<div style="background:#F5F7FA; height:100px; padding: 2em; font-size:14px;">
<span style="font-size:18px;color:#152935;">Want to do more?</span><span style="border: 1px solid #3d70b2;padding: 15px;float:right;margin-right:40px; color:#3d70b2; "><a href="https://ibm.co/wsnotebooks" target="_blank" style="color: #3d70b2;text-decoration: none;">Sign Up</a></span><br>
<span style="color:#5A6872;"> Try out this notebook with your free trial of IBM Watson Studio.</span>
</div>


# Ingest data from Message Hub in a streams flow


If your organization uses Message Hub to communicate between applications, you can easily ingest streaming data from Message Hub for analysis in real time by using IBM Streams Designer. Streams Designer is a <a href="https://developer.ibm.com/streamsdev/2017/11/28/quickly-create-streams-applications-using-new-streams-designer/" target="_blank" rel="noopener noreferrer">web based graphical IDE</a> to help you create streaming analytics applications without having to write a lot of code. Applications created with Streams Designer are called *flows*. This tutorial will show you how to create a streams flow that uses streaming data from Message Hub. The final result is shown below.

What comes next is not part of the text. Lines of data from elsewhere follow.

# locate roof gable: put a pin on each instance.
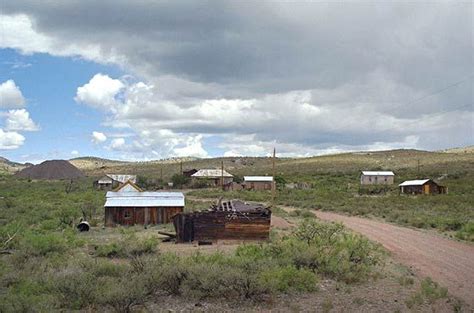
(417, 182)
(378, 173)
(211, 173)
(128, 186)
(258, 178)
(123, 178)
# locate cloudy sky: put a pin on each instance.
(145, 80)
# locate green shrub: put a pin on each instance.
(432, 290)
(288, 279)
(43, 244)
(109, 250)
(466, 232)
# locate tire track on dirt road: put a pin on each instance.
(449, 262)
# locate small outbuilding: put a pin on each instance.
(213, 177)
(422, 186)
(112, 181)
(189, 173)
(231, 220)
(142, 207)
(377, 178)
(258, 182)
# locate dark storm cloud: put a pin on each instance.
(399, 62)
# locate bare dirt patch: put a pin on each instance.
(448, 262)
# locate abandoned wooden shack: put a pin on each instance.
(422, 186)
(213, 177)
(377, 178)
(232, 220)
(189, 173)
(142, 207)
(111, 181)
(258, 182)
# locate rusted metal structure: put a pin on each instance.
(422, 186)
(111, 181)
(189, 173)
(232, 220)
(258, 182)
(377, 178)
(132, 207)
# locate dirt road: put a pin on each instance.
(448, 262)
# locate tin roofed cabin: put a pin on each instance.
(377, 178)
(422, 186)
(258, 182)
(142, 207)
(213, 177)
(230, 220)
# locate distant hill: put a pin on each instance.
(54, 169)
(468, 149)
(94, 163)
(7, 166)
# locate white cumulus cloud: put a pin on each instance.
(100, 92)
(10, 95)
(10, 140)
(98, 137)
(117, 144)
(20, 120)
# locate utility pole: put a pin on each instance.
(273, 173)
(222, 175)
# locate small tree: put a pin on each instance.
(280, 181)
(179, 180)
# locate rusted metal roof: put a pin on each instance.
(238, 206)
(211, 173)
(144, 199)
(378, 173)
(258, 178)
(123, 178)
(418, 182)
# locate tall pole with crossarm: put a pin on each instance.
(273, 174)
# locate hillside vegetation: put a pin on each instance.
(47, 265)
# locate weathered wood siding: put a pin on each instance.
(132, 216)
(376, 179)
(217, 225)
(258, 185)
(429, 187)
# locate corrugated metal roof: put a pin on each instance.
(144, 199)
(211, 173)
(417, 182)
(105, 180)
(123, 178)
(258, 178)
(378, 173)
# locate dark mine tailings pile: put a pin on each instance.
(55, 169)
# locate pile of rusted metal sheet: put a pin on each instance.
(230, 220)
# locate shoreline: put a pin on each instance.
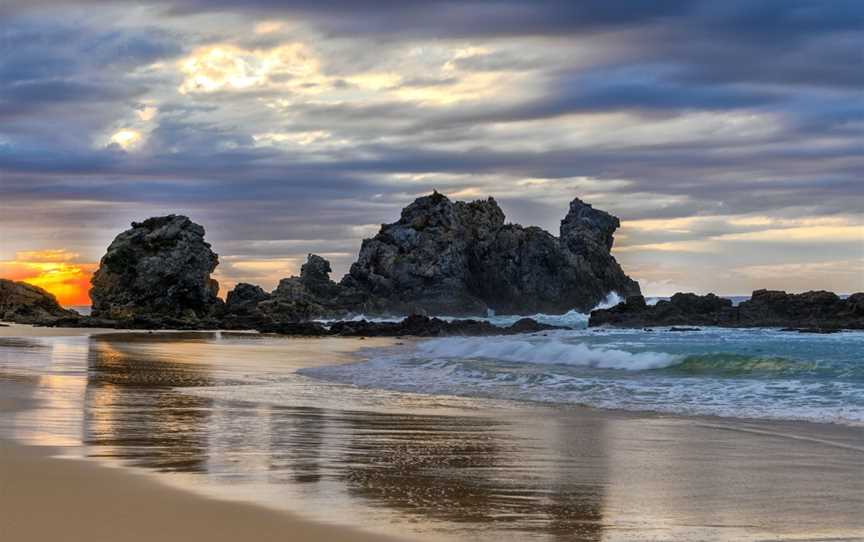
(43, 497)
(592, 471)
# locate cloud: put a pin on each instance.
(55, 270)
(714, 129)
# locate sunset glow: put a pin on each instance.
(57, 271)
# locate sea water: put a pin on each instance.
(745, 373)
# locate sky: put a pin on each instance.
(727, 136)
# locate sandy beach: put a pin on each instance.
(46, 498)
(328, 462)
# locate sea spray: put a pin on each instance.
(551, 351)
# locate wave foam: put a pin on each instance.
(553, 352)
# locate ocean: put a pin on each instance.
(463, 438)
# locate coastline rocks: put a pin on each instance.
(310, 296)
(459, 258)
(415, 325)
(812, 311)
(158, 273)
(26, 304)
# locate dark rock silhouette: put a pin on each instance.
(26, 304)
(416, 325)
(810, 311)
(160, 268)
(459, 258)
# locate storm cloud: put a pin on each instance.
(720, 132)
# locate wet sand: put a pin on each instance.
(427, 467)
(43, 498)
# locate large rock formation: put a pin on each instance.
(415, 326)
(24, 303)
(817, 310)
(310, 296)
(157, 270)
(458, 258)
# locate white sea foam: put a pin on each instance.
(571, 319)
(549, 351)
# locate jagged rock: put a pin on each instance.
(306, 329)
(415, 325)
(817, 310)
(26, 304)
(157, 270)
(459, 258)
(310, 296)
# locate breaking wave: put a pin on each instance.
(552, 351)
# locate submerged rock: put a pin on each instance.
(27, 304)
(157, 270)
(415, 325)
(813, 311)
(459, 258)
(310, 296)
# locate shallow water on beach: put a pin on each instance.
(284, 422)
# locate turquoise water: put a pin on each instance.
(745, 373)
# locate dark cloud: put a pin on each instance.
(778, 85)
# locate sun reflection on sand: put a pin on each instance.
(426, 466)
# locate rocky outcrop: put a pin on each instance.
(817, 310)
(459, 258)
(310, 296)
(415, 326)
(26, 304)
(159, 269)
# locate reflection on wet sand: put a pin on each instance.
(457, 469)
(133, 412)
(228, 415)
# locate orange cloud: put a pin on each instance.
(54, 270)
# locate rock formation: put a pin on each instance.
(25, 304)
(310, 296)
(158, 269)
(458, 258)
(415, 325)
(766, 308)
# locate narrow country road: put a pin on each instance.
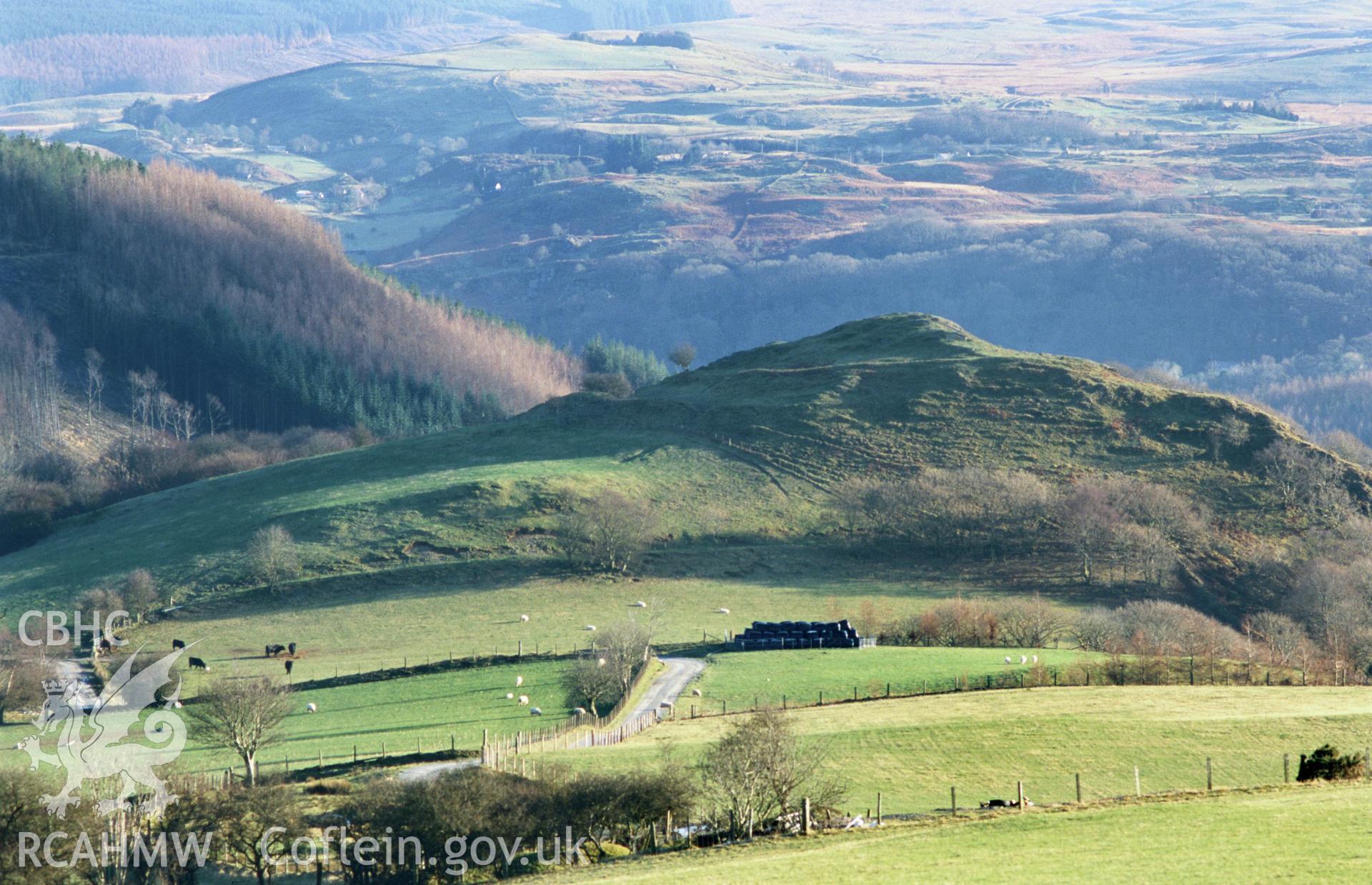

![mhub flow](https://developer.ibm.com/streamsdev/wp-content/uploads/sites/15/2018/01/messagehubflow.gif)
This tutorial builds on the Data Historian example streams flow. That application uses sample data as its data source. The sample data is a stream of readings from weather stations (temperature, amount of rain, etc.) and is used to compute the average of those readings in the last hour. 

In this tutorial, you'll modify that example to use Message Hub as its data source.

This notebook runs under Python 3.5 with Spark 2.1.


## Table of Contents
1. [Prerequisites](#prereq)
1. [Set up a Message Hub instance](#step2)
    <br/>2.1 [Create a Message Hub instance](#step21)
    <br/>2.2 [Create a topic](#step22)
1. [Publish data to the Message Hub service](#step3)
    <br/>3.1 [Get your Message Hub credentials](#step31)
    <br/>3.2 [Install Confluent’s Apache Kafka Python client](#step32)
    <br/>3.3 [Generate sample data](#step33)
    <br/>3.4 [Start publishing the sample data to Message Hub](#step34)
1. [Use the data from Message Hub in your streams flow](#step4)
1. [Troubleshooting](#step5)
1. [Next steps - Send data to Message Hub from your streams flow](#next)


<a id="prereq"></a>
## Prerequisites

Since the goal of this notebook is to modify the Data Historian example flow to use Message Hub as its data source, you need to import the Data Historian example flow. If you already have the flow imported in a project, skip this step.
Otherwise, [watch this video](https://www.youtube.com/watch?v=rCNgJopanrY)  or follow the instructions below to import the Data Historian example flow.

1. Go to **Tools** > **Streams Designer**, or from a project, click **Add to project** > **Streams flow.**
1. Select **From example**. Choose a Streaming Analytics service, or create one if prompted to do so.  
1. Click **Data Historian Example**. 
1. Select a connection to Cloud Object Storage. 
1. Under **File path**, click the slider button to select a bucket from your Object Storage instance. Enter a file name after the bucket name, like `/mybucket/data_historian_results_%TIME.txt`.
1. Click **Create**. After the project is created, click *Run* to start the flow.
1. Verify that data is being generated by logging into your Cloud Object Storage service to view the results file.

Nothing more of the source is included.